Volvo's autonomous car in a motor show in Sao Paulo, Brazil in 2014. / Photo by: Mariordo via Wikimedia Commons


Technologies for autonomous vehicles must have a high system efficiency to ensure passenger safety. To support this effort, experts at the University of California in Berkeley released a large dataset designed for self-driving software development.

The dataset is a part of the Berkeley DeepDrive project and consists of video clips, photos, and annotations that are useful in training software created for AVs.

1. Video Data: The dataset has at least 100,000 high-definition video sequences equivalent to more than 1,100 hours of driving experience. The videos are set in a variety of times in a day and in different kinds of weather conditions. The clips also contain necessary details like GPS locations and timestamps.

2. Road Object Detection: This part of the dataset is important in educating AVs about particular obstacles found in roads and traffic. DeepDrive contains 100,000 photos of people, buses, trucks, motors, cars, trains, and more with 2D box annotations.

3. Instance Segmentation: The images in the dataset also have diversity to help instruct AVs in identifying road details. About 10,000 images have been classified as either pixel-level or rich-level instances.

4. Driveable Area: Autonomous vehicles should be equipped with software that easily recognizes pathways which are driveable. The dataset has 100,000 images to guide AV software in making complicated driving decisions.

5. Lane Markings: Each lane marking on the road is identified and classified by AV software when making a road decision.
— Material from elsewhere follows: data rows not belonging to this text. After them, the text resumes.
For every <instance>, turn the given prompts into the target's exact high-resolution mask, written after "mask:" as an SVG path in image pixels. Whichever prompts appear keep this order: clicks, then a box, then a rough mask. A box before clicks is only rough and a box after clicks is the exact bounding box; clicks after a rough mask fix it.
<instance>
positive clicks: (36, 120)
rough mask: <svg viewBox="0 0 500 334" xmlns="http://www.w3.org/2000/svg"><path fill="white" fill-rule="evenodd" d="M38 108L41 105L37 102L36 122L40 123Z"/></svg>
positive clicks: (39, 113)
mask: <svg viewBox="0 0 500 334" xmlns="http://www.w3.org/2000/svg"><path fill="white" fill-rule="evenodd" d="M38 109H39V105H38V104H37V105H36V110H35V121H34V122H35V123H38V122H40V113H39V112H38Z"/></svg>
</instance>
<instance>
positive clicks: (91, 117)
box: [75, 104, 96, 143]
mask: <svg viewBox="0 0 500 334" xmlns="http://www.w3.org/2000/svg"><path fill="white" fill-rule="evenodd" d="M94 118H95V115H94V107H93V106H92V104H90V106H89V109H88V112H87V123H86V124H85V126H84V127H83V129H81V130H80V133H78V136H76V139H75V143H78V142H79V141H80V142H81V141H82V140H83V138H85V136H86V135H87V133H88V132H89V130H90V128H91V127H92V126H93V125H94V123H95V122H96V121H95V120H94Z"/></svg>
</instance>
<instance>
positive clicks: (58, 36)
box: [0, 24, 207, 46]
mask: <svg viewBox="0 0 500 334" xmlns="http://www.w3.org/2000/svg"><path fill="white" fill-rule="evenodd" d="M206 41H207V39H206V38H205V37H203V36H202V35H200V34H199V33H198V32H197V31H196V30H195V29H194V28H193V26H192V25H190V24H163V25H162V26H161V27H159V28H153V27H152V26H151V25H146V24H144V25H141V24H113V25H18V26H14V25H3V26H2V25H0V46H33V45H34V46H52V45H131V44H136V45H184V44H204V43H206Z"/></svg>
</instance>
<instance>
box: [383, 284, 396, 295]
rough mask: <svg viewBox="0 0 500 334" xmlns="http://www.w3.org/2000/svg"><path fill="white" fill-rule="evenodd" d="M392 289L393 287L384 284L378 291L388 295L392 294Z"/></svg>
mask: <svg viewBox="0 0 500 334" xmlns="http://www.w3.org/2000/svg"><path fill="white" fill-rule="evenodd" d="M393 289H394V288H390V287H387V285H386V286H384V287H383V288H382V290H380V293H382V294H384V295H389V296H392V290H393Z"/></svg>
The project offers 100,000 images of several types of lane markings and relevant notes.

"To achieve a rich annotation at scale, we found that existing tooling was insufficient, and therefore develop novel schemes to annotate driving data more efficiently and flexibly than the previous method. Current tools are difficult to deploy at scale and are rarely extensible to new tasks or data-structures," explained researchers of the project.